How much does it cost to move data through the cloud? How about 600 picocents a bit? (A completely out of context factoid, I admit!).

And cost of data is only half the equation. Data has to have a positive net value to be retained in an accessible fashion. Otherwise it’s “archived”, in which case, quipped a presenter (@awadallah of @cloudera), it takes an act of God or an order from government to retrieve.

And, keep in mind, cost and price are not the same thing.

One person’s cost (the buyer) is another person’s price (the seller). Folks call for price transparency. Unfortunately, most healthcare organizations don’t know their true costs, so they don’t know how to correctly price. (Hey! I was a pre-med accountancy major!) In order for external price transparency to be helpful it has to reflect internal cost transparency.

Ideally, in a free market, microeconomics operates to drive prices down to costs. This is because if there is any excess profit, sellers will enter the market to compete on price. Once price equals cost there is no more lure. However, if you don’t know your costs, you don’t know what price will allow you to continue in business in a sustainable manner. Price transparency without reflecting true costs is unhelpful to the healthcare system as a whole.

I hope that the combination of cloud computing (with its metered service costs) and big data (about costs!) will help make a dent in healthcare’s price/cost transparency quandary. But that is really another entire blog post. And it is time to wrap up this one!

I’ll close this blog post with the question from the audience that I tweeted above. How do we make sure that standards (after all we are here at the National Institute of Standards and Technology) don’t prevent future innovation? Sound familiar? (If you are from Health IT, it must!). No, I didn’t hear any better answer to this question than I’ve heard in debates about healthcare standards. Oh well. These people are really smart. Makes me feel better.

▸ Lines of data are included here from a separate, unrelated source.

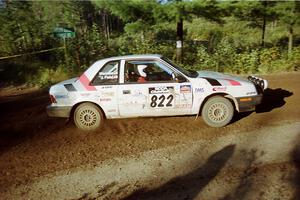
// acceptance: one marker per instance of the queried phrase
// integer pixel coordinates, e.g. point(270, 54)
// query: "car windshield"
point(189, 73)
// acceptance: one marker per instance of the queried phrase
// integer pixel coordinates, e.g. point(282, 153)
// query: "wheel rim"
point(88, 117)
point(218, 112)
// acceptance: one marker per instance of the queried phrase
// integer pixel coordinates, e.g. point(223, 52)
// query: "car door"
point(106, 82)
point(159, 95)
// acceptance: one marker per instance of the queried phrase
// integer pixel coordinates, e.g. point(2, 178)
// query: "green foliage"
point(48, 76)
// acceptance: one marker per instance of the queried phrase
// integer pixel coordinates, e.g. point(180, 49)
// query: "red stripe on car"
point(233, 82)
point(86, 83)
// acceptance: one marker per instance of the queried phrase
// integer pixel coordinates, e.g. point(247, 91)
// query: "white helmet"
point(140, 69)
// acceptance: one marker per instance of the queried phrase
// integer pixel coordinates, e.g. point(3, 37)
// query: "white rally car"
point(151, 85)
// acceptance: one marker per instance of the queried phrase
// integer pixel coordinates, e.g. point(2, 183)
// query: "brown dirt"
point(32, 145)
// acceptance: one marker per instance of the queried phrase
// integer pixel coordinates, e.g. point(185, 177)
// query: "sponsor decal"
point(219, 89)
point(85, 94)
point(250, 93)
point(233, 82)
point(199, 90)
point(105, 99)
point(108, 94)
point(161, 90)
point(106, 87)
point(185, 89)
point(70, 87)
point(108, 76)
point(64, 96)
point(184, 106)
point(86, 83)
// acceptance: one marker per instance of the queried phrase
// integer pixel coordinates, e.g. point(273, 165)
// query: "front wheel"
point(88, 117)
point(217, 111)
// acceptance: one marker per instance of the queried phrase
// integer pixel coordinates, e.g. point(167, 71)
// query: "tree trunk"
point(290, 47)
point(263, 32)
point(179, 42)
point(264, 26)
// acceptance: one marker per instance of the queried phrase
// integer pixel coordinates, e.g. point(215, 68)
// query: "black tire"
point(88, 117)
point(217, 111)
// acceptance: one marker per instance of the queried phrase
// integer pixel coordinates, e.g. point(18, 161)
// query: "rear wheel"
point(217, 111)
point(88, 117)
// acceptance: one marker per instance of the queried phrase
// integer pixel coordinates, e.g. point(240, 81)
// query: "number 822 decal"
point(161, 101)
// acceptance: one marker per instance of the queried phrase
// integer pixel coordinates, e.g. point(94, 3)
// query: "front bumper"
point(59, 111)
point(248, 103)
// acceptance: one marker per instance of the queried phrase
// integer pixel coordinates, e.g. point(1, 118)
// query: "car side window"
point(147, 71)
point(108, 74)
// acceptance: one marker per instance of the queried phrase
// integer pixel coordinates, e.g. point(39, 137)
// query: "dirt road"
point(175, 158)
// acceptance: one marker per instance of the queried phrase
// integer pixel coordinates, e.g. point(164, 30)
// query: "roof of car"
point(144, 56)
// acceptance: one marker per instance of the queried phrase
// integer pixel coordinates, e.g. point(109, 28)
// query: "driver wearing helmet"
point(142, 74)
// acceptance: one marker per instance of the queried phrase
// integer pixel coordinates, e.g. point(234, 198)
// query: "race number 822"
point(162, 101)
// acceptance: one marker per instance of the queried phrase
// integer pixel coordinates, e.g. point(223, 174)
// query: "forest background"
point(43, 42)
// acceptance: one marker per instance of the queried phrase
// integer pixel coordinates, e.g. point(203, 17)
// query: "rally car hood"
point(224, 79)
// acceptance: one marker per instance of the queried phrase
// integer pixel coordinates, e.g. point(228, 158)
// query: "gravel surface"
point(240, 161)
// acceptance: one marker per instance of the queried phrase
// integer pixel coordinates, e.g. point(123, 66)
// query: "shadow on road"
point(189, 185)
point(246, 179)
point(24, 117)
point(273, 98)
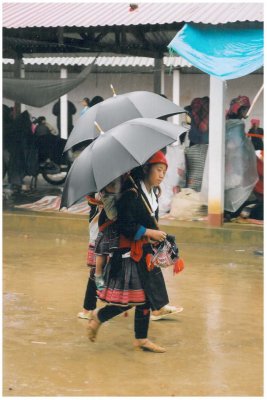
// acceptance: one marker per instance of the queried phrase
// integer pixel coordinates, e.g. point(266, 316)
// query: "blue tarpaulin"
point(224, 51)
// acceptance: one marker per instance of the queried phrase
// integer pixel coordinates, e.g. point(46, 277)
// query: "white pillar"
point(162, 83)
point(63, 109)
point(176, 93)
point(22, 75)
point(216, 152)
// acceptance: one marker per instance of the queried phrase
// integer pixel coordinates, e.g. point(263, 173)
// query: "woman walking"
point(128, 279)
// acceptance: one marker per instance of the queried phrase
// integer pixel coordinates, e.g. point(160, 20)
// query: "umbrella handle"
point(98, 127)
point(254, 101)
point(113, 90)
point(144, 201)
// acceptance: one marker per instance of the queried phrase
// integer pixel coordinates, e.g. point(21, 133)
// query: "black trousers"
point(141, 318)
point(153, 282)
point(90, 293)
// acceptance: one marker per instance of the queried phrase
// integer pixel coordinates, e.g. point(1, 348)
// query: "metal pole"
point(176, 93)
point(63, 109)
point(157, 75)
point(22, 75)
point(17, 105)
point(216, 152)
point(162, 88)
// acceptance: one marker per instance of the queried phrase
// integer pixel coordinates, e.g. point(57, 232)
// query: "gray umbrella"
point(114, 153)
point(119, 109)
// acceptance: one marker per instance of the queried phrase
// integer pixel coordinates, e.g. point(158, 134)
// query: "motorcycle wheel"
point(56, 179)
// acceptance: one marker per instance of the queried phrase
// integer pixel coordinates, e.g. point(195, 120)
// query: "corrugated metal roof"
point(101, 61)
point(22, 15)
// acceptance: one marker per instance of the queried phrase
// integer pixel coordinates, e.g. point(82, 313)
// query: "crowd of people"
point(123, 216)
point(31, 145)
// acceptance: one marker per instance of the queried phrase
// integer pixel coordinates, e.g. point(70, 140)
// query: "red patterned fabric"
point(240, 101)
point(91, 258)
point(122, 297)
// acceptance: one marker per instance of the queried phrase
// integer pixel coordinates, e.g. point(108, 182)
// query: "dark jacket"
point(132, 212)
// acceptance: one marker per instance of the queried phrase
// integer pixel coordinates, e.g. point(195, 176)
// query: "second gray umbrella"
point(114, 153)
point(118, 109)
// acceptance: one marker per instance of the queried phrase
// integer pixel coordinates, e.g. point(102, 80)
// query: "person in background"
point(71, 111)
point(86, 105)
point(199, 115)
point(256, 134)
point(50, 147)
point(23, 152)
point(95, 100)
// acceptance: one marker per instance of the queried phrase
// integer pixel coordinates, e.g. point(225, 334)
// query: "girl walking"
point(128, 279)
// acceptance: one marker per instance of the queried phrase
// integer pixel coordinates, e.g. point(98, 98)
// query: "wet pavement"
point(214, 347)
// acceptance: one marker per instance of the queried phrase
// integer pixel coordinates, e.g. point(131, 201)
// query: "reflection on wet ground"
point(214, 347)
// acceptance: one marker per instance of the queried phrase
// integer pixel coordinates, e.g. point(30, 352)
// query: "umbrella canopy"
point(116, 152)
point(119, 109)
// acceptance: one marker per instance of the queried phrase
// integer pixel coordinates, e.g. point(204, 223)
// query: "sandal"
point(165, 311)
point(93, 327)
point(148, 346)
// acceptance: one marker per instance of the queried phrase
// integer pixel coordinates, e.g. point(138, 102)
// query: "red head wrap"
point(158, 158)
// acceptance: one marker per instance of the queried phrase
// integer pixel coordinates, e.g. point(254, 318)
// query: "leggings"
point(90, 294)
point(141, 318)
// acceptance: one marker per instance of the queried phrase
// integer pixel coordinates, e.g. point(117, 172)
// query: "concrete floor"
point(214, 347)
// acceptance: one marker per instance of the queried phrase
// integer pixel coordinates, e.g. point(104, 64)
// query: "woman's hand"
point(154, 234)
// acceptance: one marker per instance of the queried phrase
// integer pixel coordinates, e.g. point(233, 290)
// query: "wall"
point(192, 85)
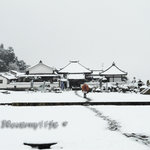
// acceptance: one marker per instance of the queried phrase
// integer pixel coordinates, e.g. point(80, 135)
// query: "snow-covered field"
point(69, 96)
point(84, 130)
point(72, 127)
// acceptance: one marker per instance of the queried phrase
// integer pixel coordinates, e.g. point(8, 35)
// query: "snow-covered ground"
point(84, 130)
point(114, 96)
point(72, 127)
point(23, 96)
point(69, 96)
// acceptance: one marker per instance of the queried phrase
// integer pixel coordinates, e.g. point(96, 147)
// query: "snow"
point(76, 76)
point(74, 67)
point(69, 96)
point(8, 75)
point(133, 119)
point(84, 130)
point(113, 70)
point(24, 96)
point(116, 97)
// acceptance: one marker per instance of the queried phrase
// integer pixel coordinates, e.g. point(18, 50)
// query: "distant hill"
point(9, 61)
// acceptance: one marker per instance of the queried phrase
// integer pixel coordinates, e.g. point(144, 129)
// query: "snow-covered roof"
point(41, 75)
point(113, 70)
point(8, 75)
point(40, 68)
point(16, 73)
point(76, 76)
point(74, 67)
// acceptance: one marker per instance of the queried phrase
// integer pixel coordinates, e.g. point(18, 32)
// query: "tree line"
point(9, 61)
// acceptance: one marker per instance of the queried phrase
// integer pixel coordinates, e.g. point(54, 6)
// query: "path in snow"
point(113, 125)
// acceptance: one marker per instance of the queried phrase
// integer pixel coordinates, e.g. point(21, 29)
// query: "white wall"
point(4, 84)
point(40, 69)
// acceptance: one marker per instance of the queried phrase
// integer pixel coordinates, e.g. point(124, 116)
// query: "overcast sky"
point(95, 32)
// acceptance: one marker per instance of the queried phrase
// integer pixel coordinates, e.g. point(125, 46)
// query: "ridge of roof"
point(75, 62)
point(113, 65)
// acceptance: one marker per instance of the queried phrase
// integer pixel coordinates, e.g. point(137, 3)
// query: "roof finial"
point(40, 61)
point(113, 64)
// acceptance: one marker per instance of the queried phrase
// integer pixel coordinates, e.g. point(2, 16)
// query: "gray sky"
point(91, 31)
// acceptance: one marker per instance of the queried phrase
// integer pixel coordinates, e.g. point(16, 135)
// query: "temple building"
point(39, 73)
point(114, 74)
point(75, 74)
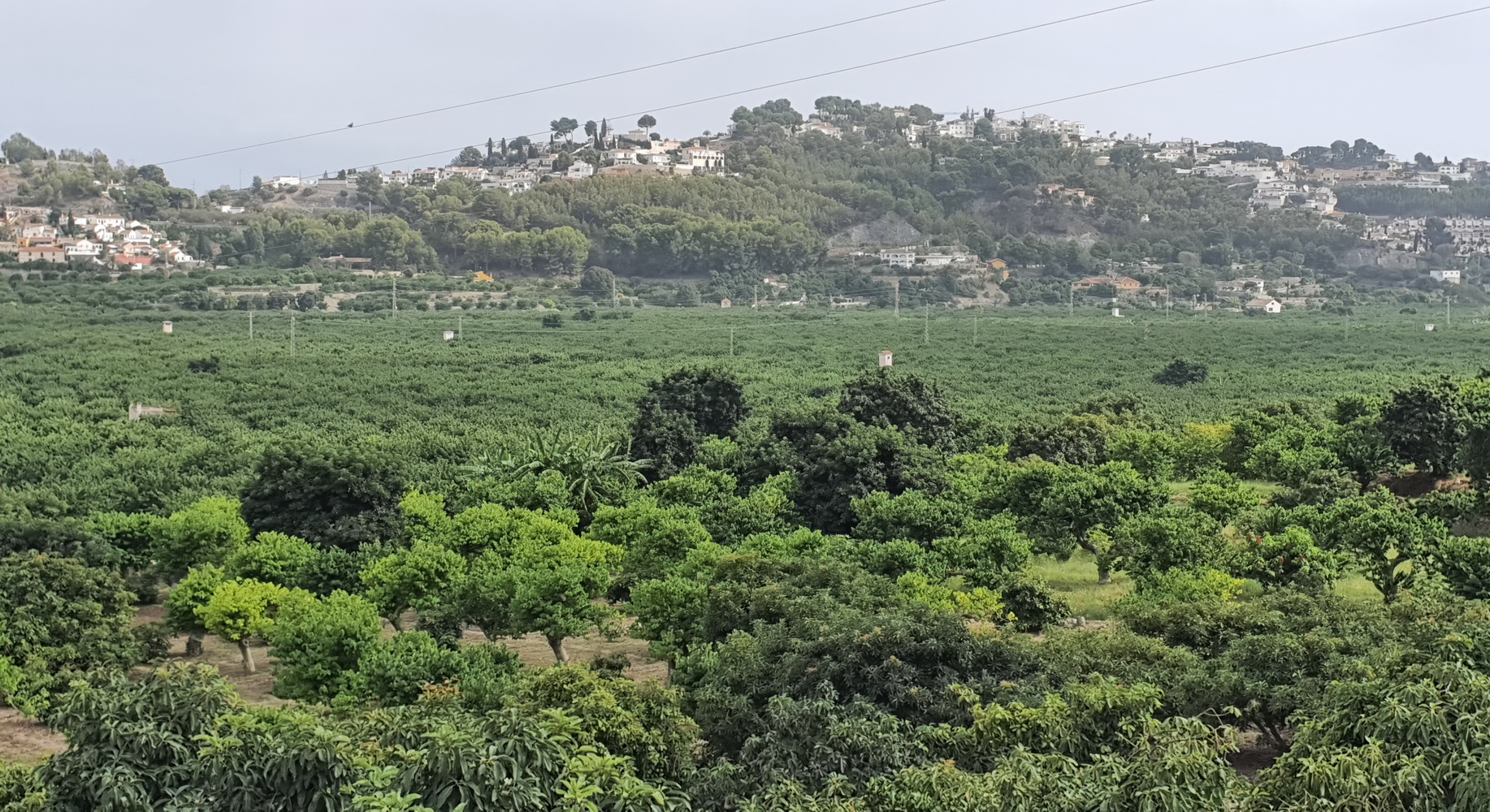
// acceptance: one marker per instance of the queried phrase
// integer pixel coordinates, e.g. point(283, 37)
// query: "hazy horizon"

That said, the NIST Cloud Computing and Big Data Forum & Workshop was truly a remarkable convocation of smart people (I heard about a thousand physically attended, not counting those watching the web cast). I learned a lot about cloud computing, big data, and big data in the cloud, relevant to where healthcare informatics is and is going. I hope you enjoyed my account of the experience, and that the social media angle contributed by my, and others’, tweets, gave it an extra dimension and degree of immediacy.